Researchers have developed a new algorithm to improve the performance of enzymes by introducing mutations based on the evolutionary history of the enzyme. This approach is a departure from the traditional random mutation method, which can lead to a loss of enzyme activity. By using the algorithm, researchers were able to introduce up to 84 mutations into the amino acid sequence of an enzyme called beta-lactamase, resulting in improved activity and stability at higher temperatures.
The study, published in Nature Communications, focused on the beta-lactamase enzyme, which plays a crucial role in various industrial applications and human health. By carefully selecting mutations based on the enzyme’s evolutionary history, researchers were able to enhance the enzyme’s functional performance without disrupting its 3D structure. This new approach holds promise for the development of more efficient enzymes for a variety of applications, including food production, plastic degradation, and disease treatment.

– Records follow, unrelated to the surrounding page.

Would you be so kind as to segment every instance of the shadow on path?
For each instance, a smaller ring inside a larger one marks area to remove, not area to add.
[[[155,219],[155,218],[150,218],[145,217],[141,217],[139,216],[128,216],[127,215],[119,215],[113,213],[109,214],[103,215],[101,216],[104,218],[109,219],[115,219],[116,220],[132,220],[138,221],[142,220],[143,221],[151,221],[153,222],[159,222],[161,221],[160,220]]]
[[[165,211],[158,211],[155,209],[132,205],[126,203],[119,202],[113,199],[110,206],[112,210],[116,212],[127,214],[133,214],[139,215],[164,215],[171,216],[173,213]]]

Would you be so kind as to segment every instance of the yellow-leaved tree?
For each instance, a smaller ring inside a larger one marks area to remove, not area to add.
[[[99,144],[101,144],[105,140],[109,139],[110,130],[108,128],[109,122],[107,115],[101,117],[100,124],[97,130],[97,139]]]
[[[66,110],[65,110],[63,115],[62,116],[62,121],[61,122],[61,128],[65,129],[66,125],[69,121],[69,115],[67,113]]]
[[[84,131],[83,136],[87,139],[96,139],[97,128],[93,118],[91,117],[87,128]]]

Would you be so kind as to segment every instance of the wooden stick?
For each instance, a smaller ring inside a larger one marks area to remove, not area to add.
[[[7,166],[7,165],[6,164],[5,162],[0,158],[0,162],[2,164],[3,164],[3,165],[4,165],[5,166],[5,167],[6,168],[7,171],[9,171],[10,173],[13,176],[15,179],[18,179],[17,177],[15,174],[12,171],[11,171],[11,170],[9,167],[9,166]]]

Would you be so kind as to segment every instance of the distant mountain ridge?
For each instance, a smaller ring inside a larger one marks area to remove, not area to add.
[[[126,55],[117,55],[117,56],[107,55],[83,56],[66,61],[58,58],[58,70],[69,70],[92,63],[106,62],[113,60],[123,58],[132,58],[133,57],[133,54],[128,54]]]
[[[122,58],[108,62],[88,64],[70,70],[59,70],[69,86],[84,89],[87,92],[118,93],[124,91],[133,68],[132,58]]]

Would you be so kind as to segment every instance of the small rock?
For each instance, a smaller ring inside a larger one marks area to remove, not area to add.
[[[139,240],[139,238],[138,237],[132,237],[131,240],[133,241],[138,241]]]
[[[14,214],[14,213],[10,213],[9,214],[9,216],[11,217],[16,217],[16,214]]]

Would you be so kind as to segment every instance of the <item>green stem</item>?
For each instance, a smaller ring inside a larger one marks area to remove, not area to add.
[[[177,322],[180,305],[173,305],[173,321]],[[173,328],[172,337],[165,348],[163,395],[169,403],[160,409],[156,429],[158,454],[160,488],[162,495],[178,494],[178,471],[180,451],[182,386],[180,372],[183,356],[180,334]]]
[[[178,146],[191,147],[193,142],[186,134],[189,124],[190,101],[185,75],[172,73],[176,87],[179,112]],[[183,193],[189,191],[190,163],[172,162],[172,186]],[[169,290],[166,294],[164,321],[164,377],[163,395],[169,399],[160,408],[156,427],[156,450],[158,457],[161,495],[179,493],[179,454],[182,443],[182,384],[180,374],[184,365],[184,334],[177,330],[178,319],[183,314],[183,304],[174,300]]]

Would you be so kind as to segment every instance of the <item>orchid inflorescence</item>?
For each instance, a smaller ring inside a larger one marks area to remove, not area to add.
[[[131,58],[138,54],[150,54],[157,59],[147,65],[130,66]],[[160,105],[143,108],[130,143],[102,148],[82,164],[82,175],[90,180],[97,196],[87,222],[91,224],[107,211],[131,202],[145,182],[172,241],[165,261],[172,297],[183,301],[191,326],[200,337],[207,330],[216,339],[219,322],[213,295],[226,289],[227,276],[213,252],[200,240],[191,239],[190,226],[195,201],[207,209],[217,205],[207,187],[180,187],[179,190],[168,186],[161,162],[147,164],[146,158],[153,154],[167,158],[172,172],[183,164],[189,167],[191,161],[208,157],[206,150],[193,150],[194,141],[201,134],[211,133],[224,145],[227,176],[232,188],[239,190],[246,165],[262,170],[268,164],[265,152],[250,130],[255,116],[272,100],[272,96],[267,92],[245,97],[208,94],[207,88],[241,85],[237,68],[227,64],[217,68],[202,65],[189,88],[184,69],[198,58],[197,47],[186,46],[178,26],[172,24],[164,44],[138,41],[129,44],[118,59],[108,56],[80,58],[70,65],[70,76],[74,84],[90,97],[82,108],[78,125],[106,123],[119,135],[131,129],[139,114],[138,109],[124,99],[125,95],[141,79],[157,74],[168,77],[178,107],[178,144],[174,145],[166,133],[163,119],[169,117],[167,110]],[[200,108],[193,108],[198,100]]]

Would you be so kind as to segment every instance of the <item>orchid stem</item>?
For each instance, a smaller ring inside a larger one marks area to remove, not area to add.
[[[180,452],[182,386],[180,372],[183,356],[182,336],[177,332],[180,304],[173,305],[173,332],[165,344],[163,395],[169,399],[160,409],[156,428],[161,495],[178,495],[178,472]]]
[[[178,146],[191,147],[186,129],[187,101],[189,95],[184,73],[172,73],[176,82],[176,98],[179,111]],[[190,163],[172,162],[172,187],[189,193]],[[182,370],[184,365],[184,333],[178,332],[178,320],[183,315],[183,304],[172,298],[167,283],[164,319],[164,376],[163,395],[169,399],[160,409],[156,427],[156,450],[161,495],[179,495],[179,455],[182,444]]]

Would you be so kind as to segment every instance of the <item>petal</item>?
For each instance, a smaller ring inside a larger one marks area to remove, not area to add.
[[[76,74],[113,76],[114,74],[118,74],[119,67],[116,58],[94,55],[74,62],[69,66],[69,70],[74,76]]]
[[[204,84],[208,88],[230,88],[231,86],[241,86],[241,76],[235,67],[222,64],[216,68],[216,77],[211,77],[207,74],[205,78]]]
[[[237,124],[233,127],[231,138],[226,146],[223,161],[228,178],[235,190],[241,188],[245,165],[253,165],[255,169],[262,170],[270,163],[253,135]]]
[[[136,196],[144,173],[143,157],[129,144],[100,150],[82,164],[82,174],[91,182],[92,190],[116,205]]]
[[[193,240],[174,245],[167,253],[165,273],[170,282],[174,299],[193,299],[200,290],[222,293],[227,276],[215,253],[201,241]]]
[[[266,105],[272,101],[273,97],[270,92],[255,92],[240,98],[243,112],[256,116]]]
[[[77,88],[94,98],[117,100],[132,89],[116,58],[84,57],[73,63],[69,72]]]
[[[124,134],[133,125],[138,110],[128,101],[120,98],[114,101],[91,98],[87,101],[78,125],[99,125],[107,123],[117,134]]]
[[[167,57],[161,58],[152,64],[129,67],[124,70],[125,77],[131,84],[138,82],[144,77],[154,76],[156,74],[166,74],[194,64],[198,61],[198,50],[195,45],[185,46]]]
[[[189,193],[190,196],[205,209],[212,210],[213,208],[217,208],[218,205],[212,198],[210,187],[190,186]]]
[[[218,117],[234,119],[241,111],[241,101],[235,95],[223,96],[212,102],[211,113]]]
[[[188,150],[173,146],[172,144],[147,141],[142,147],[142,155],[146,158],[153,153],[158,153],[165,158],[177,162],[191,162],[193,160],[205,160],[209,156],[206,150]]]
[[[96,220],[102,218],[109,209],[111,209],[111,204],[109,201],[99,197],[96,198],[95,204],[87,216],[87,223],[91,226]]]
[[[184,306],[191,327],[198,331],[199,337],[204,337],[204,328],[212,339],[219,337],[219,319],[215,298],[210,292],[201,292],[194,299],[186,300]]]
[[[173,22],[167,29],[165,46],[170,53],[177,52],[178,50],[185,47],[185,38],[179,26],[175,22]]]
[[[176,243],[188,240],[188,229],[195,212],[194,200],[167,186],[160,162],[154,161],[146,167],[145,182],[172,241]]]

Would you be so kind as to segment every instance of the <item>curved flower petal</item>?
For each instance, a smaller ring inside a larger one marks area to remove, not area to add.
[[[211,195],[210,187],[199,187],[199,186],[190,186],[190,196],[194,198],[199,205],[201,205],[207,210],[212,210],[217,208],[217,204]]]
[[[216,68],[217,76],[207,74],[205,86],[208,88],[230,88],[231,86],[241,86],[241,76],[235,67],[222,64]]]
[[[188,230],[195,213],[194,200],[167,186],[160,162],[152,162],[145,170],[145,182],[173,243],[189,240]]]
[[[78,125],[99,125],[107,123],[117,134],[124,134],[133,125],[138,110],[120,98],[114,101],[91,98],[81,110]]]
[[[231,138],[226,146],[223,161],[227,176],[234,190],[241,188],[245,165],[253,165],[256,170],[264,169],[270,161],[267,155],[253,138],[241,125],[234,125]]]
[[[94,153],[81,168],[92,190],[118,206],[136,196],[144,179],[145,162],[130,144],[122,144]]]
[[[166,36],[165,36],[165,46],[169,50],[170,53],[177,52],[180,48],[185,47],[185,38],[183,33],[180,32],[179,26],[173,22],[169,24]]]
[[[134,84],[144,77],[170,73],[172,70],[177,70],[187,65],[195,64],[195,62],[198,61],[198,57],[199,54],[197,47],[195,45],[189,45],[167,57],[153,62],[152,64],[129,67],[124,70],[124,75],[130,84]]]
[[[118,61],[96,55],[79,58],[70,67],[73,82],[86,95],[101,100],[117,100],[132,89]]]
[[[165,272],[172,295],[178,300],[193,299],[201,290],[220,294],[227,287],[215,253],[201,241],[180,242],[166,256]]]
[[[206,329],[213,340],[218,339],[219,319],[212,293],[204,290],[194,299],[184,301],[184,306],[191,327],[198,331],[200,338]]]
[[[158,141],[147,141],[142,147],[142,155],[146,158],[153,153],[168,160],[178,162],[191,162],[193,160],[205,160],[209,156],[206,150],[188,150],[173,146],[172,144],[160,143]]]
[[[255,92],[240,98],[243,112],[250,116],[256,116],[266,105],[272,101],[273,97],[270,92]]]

One of the key findings of the study was the discovery that coordinated changes in multiple amino acids can efficiently stabilize the 3D structure of enzymes, leading to improved activity. Despite changes to 30% of the amino acids in the beta-lactamase enzyme, the overall structure remained identical to the wild-type enzyme. This insight into the relationship between amino acid changes and enzyme stability could have far-reaching implications for enzyme engineering and protein design.
The research team, led by Dr. Amir Khan from Trinity College Dublin, utilized a scoring function that analyzed thousands of beta-lactamase sequences from diverse organisms to identify potential mutations for improving enzyme performance. The algorithm allowed researchers to make targeted changes to the amino acid sequence, resulting in significant enhancements in enzyme activity and stability. The success of this approach highlights the potential for rational enzyme engineering in various industries.
One of the key contributors to the study was Eve Napier, a second-year PhD student at Trinity College Dublin, who determined the 3D experimental structure of the engineered beta-lactamase enzyme using X-ray crystallography. Her findings confirmed that the engineered enzyme maintained its 3D structure despite multiple amino acid changes, demonstrating the effectiveness of the rational engineering approach. These results provide a foundation for future research and development in enzyme design and optimization.
The implications of this research are significant for industries that rely on enzyme-based processes, such as food production and healthcare. The ability to enhance enzyme activity and stability through targeted mutations opens up new possibilities for improving existing processes and developing novel applications. By leveraging the evolutionary history of enzymes and employing advanced algorithms, researchers can achieve better outcomes in enzyme engineering, paving the way for innovation and advancement in various fields.